É difícil resistir ao pedido do filho para ganhar um cachorro. A afetividade, a companhia e a natural simpatia pelo bicho levam fatalmente à aquisição. Depois da euforia inicial, sobra para os pais o passeio diário, o banho e tosa, vacinas e toda a manutenção. Depois de 23 anos de reiteradas negativas, cedi. Resultado: o maltês Fiuk é o dono da casa. Meus filhos, de 19 e 21 anos, trabalham, estudam e estão sempre exaustos.
Ceder aos apelos candentes dos filhos é desafiador. Há dúvidas entre permitir versus o temor da permissividade incondicional. Nutrimos a certeza de que os conhecemos. Foram centenas de madrugadas insones por cólicas e febre. Por meses fomos os únicos a compreender o “dialeto” das primeiras palavras, grunhidos e expressão numa comunicação incompreensível para os mortais comuns.
A infância, antes desafiadora, soa como brincadeira com a chegada da adolescência, fase recheada de alterações físicas, nuances emocionais que parecem uma montanha russa. Sem falar das tentações que se esgueiram através do smartphone. Ali, tudo é exibido, compartilhado, opinado/criticado e deletado. Sumindo num passe de mágica.

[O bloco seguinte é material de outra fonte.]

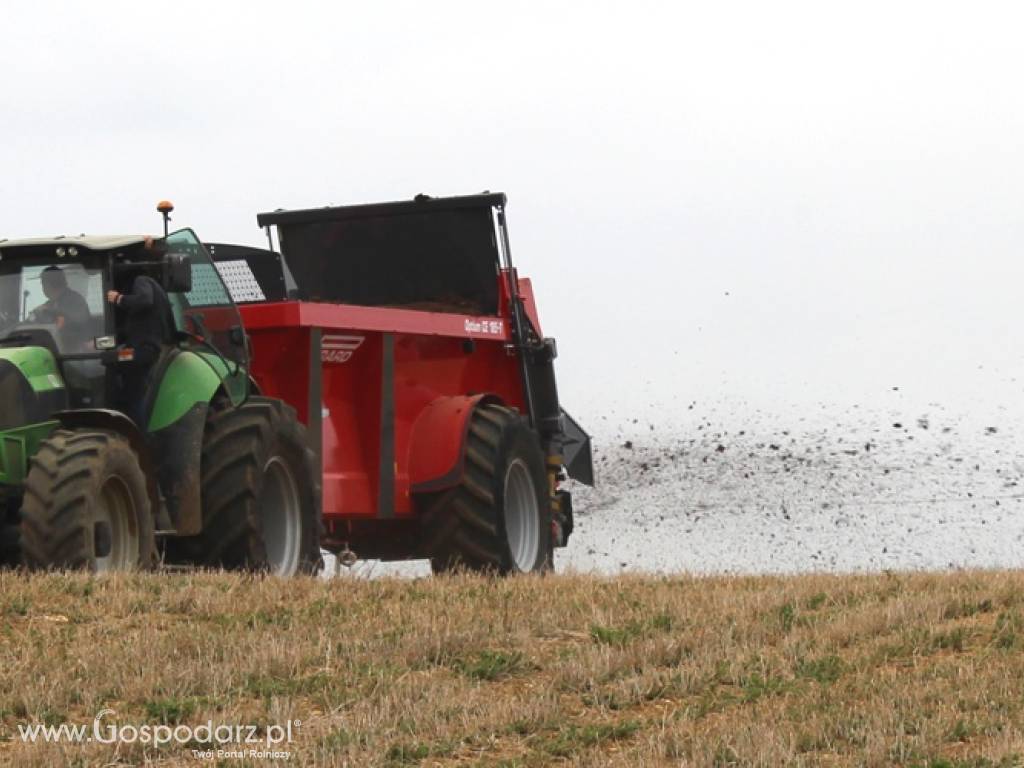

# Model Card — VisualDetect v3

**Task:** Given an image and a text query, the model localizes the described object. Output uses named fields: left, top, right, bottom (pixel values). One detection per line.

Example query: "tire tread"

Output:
left=421, top=404, right=552, bottom=575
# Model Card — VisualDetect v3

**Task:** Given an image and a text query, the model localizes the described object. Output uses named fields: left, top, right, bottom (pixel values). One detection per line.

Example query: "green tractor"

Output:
left=0, top=218, right=321, bottom=574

Um pacto de confiança é fundamental para firmar uma parceria com os filhos
Logo querem aprender a dirigir. Com a CNH na mão, novos temores nos invadem nas saídas noturnas, tortura interminável que novamente nos tira o sono. E aqui não se trata de uma força de expressão. O ruído da chave girando na maçaneta nos primeiros raios de sol varando a persiana é o alívio final. Mais uma madrugada superada. Desta vez, sem cólicas. Mas com os inúmeros temores da violência, do álcool, das drogas, do trânsito.
Pais são submetidos a torturas intermináveis na educação dos filhos. Ensinar a falar a verdade parecia óbvio antigamente, mas hoje isso se mostra temerário. Afinal, temos um mundo onde grassa o egoísmo, a falta de escrúpulos e o déficit de solidariedade.
No ambiente familiar os filhos agem de maneira diferente daquela adotada quando estão entre amigos. A influência do grupo muitas vezes contamina os valores que procuramos incutir por décadas. É nestes momentos que a tememos que tudo tenha sido em vão.
Esquecer a chave de casa, faltar dinheiro antes do final do mês, terminar a bateria do celular justamente quando nós queremos falar com eles, omitir detalhes sobre viagens no feriadão e manipular informações são comportamentos comuns em todas as famílias.
Firmar um pacto tácito de confiança mútua, permeado pela amizade e a certeza de apoio presente pode ser um antídoto eficiente. Somente o amor incondicional garante que, depois dos deslizes comuns, os filhos continuem nossos amigos. Esta cumplicidade é garantia de segurança.